Functional programming tips to power up your Python code

November 29th, 2020

Hi! In this post, I'd like to present my favorite functional programming techniques (FP) for Python. I'm a big fan of FP as I've found that by following FP principles I can write code that is more readable and easier to debug. Python is not a functional programming language (and it never will be), but I think there are still many things we can learn from languages such as Haskell that are beneficial also in Python.

Use list comprehensions

The first technique is to use list comprehensions to create lists and to perform operations such as map and filter on lists.

In Haskell, we would use list comprehensions as follows:

ghci> [x*2 | x <- [1..10], x*2 >= 12] 

Here we're traversing the list [1..10] by filtering values by x*2 >= 12 and mapping with x*2.

In Python, we would achieve the same with

>>> [2*x for x in range(1, 11) if 2*x >= 12]
[12, 14, 16, 18, 20]

The more "imperative" version of the above would be:

a = []
for i in range(1, 11):
  val = 2*x
  if val >= 12:

One can also perform flatmap-like operations with nested list comprehensions:

>>> xss = [[1, 2], [3, 4], [5, 6]]
>>> [2*x for xs in xss for x in xs]
[2, 4, 6, 8, 10, 12]

One problem I often face with list comprehensions in Python is that there's no let construct.

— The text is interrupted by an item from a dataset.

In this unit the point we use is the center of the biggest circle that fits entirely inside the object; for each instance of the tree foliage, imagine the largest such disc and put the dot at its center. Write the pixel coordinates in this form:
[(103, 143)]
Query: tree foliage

This construct would be useful for improving code readability and to avoid re-computing intermediate values by binding them to variables. For example, in Haskell you could do:

ghci> [y | x <- [1..50], let y=x*x, y `mod` 5 == 0]

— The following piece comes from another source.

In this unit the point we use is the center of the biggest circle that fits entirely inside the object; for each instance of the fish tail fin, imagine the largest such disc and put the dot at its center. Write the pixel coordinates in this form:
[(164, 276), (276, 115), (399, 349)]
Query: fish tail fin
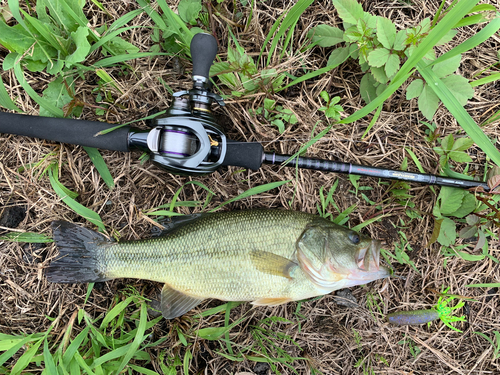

Here we avoid computing x*x twice for every element by binding the value to variable y.

In Python, we could write

>>> [x*x for x in range(1, 51) if x*x % 5 == 0]
[25, 100, 225, 400, 625, 900, 1225, 1600, 2025, 2500]

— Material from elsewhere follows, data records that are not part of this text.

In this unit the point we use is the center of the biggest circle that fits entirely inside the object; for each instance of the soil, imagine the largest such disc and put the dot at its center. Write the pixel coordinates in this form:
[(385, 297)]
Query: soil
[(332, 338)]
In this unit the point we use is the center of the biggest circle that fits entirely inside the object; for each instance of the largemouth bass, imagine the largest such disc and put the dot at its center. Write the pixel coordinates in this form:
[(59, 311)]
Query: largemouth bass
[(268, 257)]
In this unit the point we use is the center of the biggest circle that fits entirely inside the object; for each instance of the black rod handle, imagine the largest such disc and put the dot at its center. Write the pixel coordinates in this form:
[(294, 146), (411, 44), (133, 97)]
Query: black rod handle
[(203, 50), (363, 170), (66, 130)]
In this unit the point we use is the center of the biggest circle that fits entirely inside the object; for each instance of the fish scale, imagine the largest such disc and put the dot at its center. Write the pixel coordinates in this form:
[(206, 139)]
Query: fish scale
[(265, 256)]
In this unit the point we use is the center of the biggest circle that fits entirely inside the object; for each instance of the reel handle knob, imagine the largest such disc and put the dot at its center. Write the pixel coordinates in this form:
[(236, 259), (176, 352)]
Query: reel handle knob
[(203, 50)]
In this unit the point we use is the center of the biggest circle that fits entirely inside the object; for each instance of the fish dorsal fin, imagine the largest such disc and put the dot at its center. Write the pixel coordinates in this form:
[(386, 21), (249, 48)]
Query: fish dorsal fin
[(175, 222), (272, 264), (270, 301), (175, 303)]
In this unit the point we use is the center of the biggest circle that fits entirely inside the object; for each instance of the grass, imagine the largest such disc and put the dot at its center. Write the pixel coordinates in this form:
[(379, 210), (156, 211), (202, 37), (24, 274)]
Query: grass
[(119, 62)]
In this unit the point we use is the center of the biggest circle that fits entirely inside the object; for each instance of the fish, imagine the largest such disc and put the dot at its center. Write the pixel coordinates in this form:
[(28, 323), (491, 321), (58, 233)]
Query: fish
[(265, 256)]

but this would compute x*x twice for every element. We can circumvent this by using an auxiliary one-element tuple as follows:

>>> [y for x in range(1, 51) for y in (x*x,) if y % 5 == 0]
[25, 100, 225, 400, 625, 900, 1225, 1600, 2025, 2500]

It's not as readable as in Haskell, but sometimes it feels like the best choice. We can make the construct more readable by splitting it into multiple lines:

ys = [x_squared for x in range(1, 51)
                for x_squared in (x*x,)  # let x_squared = x*x
                if x_squared % 5 == 0]

Use generator expressions and itertools

In Haskell, expressions are evaluted lazily so it's completely natural to work with e.g. lists containing all integers. Such infinite lists are never supposed to be evaluated in full, but the values are created only when they are actually needed.

Python has excellent support for such "iterators" via generator expressions and functions. The itertools package contains many useful functions for working with iterators.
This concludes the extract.